The Royals surrendered outfielder Wil Myers, the consensus minor-league player of the year, along with pitchers Jake Odorizzi and Mike Montgomery along with third baseman Patrick Leonard for Shields, pitcher Wade Davis and utilityman Elliot Johnson.

“If you focus on what you’re giving up, emotionally, you really get involved,” Moore said. “You have to focus on what you’re getting and how it’s helping your team and the future of your organization.

“If we don’t start winning, we’re never going to be ready to win. We’ve got to start. I can’t predict we’re going to win our division or whatever, but we’ve got to start.”

The trade followed moves earlier by the Royals in the off-season to acquire right-hander Ervin Santana from the Angels and to retain free-agent Jeremy Guthrie.

“I think they’re trying to win,” Shields said. “I think Dayton did a great job of bringing in some guys — myself, Wade, re-signing (Jeremy) Guthrie and, obviously, bringing in (Ervin) Santana. For me, I’m excited.”

But Shields was the lynchpin.

“You see his work ethic,” Yost said. “He’s got incredible intensity. He’s a really competitive guy. You could tell from just watching him on the mound today. It was different.

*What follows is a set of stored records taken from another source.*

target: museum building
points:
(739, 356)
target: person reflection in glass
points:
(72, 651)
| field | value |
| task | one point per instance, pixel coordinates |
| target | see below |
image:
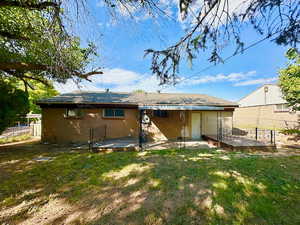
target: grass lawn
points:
(15, 139)
(153, 187)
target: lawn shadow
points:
(154, 187)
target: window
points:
(74, 113)
(160, 113)
(281, 108)
(113, 113)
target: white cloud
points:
(116, 80)
(232, 77)
(256, 81)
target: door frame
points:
(200, 127)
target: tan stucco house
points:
(70, 117)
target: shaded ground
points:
(48, 184)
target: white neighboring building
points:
(265, 108)
(268, 94)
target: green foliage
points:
(13, 104)
(289, 79)
(35, 40)
(37, 92)
(15, 139)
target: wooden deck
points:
(132, 144)
(239, 143)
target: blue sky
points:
(121, 43)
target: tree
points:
(36, 92)
(35, 45)
(213, 24)
(13, 104)
(289, 79)
(36, 49)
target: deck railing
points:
(264, 135)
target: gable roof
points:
(136, 98)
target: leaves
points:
(289, 79)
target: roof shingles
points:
(136, 98)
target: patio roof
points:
(180, 107)
(137, 99)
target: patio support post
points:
(255, 133)
(141, 129)
(271, 136)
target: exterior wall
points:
(212, 121)
(259, 97)
(169, 128)
(264, 117)
(56, 128)
(175, 126)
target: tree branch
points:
(13, 36)
(9, 67)
(29, 5)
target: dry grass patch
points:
(154, 187)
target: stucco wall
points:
(259, 97)
(56, 128)
(210, 121)
(171, 127)
(264, 117)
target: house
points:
(265, 108)
(165, 116)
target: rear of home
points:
(165, 116)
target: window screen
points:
(160, 113)
(74, 113)
(281, 108)
(114, 113)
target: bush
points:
(291, 132)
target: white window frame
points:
(113, 117)
(282, 109)
(77, 116)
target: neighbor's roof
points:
(136, 98)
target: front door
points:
(196, 126)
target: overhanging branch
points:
(29, 4)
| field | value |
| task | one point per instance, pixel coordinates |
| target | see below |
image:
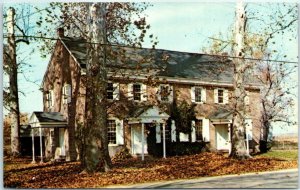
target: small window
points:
(198, 94)
(198, 128)
(110, 91)
(165, 93)
(111, 132)
(137, 92)
(50, 100)
(220, 96)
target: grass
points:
(20, 173)
(288, 155)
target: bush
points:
(264, 146)
(176, 148)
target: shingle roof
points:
(166, 63)
(50, 117)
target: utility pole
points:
(13, 84)
(238, 149)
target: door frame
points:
(224, 146)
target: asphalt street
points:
(284, 179)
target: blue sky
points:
(179, 26)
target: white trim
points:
(182, 81)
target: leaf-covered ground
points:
(21, 174)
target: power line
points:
(28, 15)
(118, 45)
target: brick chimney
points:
(60, 32)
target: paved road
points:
(287, 179)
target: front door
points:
(222, 139)
(136, 132)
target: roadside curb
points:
(149, 184)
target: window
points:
(111, 132)
(198, 94)
(110, 91)
(165, 93)
(220, 96)
(198, 130)
(67, 93)
(137, 92)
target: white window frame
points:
(50, 99)
(247, 98)
(203, 94)
(119, 132)
(171, 92)
(115, 91)
(143, 92)
(67, 93)
(225, 95)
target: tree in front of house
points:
(260, 33)
(104, 26)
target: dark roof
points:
(50, 117)
(221, 114)
(164, 63)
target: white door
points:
(62, 141)
(222, 139)
(136, 140)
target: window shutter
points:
(173, 131)
(130, 91)
(183, 137)
(116, 92)
(143, 92)
(157, 90)
(193, 93)
(203, 95)
(158, 135)
(225, 96)
(216, 95)
(51, 98)
(205, 130)
(119, 132)
(247, 100)
(171, 93)
(69, 93)
(193, 133)
(248, 123)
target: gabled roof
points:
(163, 63)
(148, 114)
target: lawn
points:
(21, 174)
(281, 154)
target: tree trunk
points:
(238, 149)
(13, 85)
(96, 155)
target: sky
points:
(178, 26)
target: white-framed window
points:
(221, 95)
(115, 131)
(67, 93)
(198, 94)
(199, 129)
(165, 93)
(112, 91)
(137, 92)
(111, 131)
(50, 98)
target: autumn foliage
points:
(133, 170)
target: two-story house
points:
(143, 84)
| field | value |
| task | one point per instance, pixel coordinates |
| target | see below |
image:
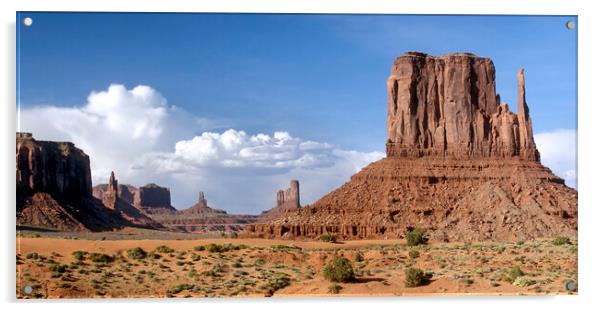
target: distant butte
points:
(459, 164)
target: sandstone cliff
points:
(54, 188)
(286, 199)
(459, 164)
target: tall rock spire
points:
(527, 144)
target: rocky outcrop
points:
(448, 106)
(54, 188)
(459, 164)
(154, 199)
(286, 199)
(201, 218)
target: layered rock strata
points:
(459, 164)
(54, 188)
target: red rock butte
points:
(459, 164)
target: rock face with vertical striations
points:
(448, 106)
(54, 188)
(286, 199)
(154, 199)
(459, 164)
(200, 218)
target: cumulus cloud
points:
(136, 133)
(558, 149)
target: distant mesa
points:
(286, 199)
(459, 164)
(54, 189)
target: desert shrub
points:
(515, 272)
(278, 280)
(79, 255)
(328, 238)
(101, 258)
(416, 237)
(338, 270)
(164, 249)
(33, 255)
(413, 253)
(334, 288)
(561, 240)
(416, 277)
(214, 248)
(57, 268)
(290, 247)
(179, 288)
(137, 253)
(522, 281)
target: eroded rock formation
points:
(286, 199)
(153, 199)
(459, 164)
(54, 188)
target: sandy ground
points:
(256, 269)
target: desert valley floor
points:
(147, 263)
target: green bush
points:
(334, 288)
(515, 272)
(416, 277)
(137, 253)
(164, 249)
(413, 253)
(79, 255)
(278, 280)
(33, 255)
(179, 288)
(328, 238)
(101, 258)
(561, 240)
(416, 237)
(339, 270)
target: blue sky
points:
(320, 78)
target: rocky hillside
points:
(459, 164)
(54, 189)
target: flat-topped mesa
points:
(153, 198)
(447, 106)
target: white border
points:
(590, 208)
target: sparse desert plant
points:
(561, 240)
(416, 277)
(416, 237)
(164, 249)
(137, 253)
(413, 253)
(522, 281)
(328, 238)
(101, 258)
(32, 255)
(338, 270)
(334, 288)
(179, 288)
(79, 255)
(278, 280)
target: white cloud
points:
(143, 139)
(558, 150)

“The intensity, the focus and the competitiveness when he stepped on that mound was really impressive. To me, it’s quite apparent he is what he is because of the way he goes about his business. He knows how to develop teammates, and he works at it really hard.”

Shields drew early praise from Danny Duffy, who told the world through Twitter on Feb. 11: “Been 2 days and i can already tell my dude Shields is one of the best teammates ill ever have. Solid solid dude.”

Another example occurred Wednesday when rotation candidates Luke Hochevar and Bruce Chen made their spring debuts in a 3-2 victory over Milwaukee. Other starting pitchers are not required to be on the bench in spring training when they don’t pitch.

Shields was there to watch Hochevar and Chen. So was Wade Davis, the other starting pitcher the Royals acquired in the big trade with Tampa Bay.

“I’m a new guy,” Shields said, “and I wanted to take a look at their first outing and see how they are. I’m the type of guy who likes to talk to all of the starters. I’m all about feeding off each other.

“There might be some things that maybe (pitching coach) Dave Eiland may not see but players may see. I’m a big talker between starts with the guys to try to get everyone on the same page.”

The Royals delayed Shields’ debut until Thursday because Eiland believes six spring starts are the optimal number to prepare for the regular season.

“With this extra week (of spring training),” Eiland said, “if I put them in early, they get seven starts. That’s too many. They don’t need it.”

Shields also sees no need to push things early. One inning followed by another 15 throws in the bullpen were more than enough.

“Normally, we’re starting games in March,” he said. “We wanted to keep things simple and take our time with this thing. We’ve got a long season to go.”

True enough, but it’s hard to see Thursday as anything but a small step in the right direction.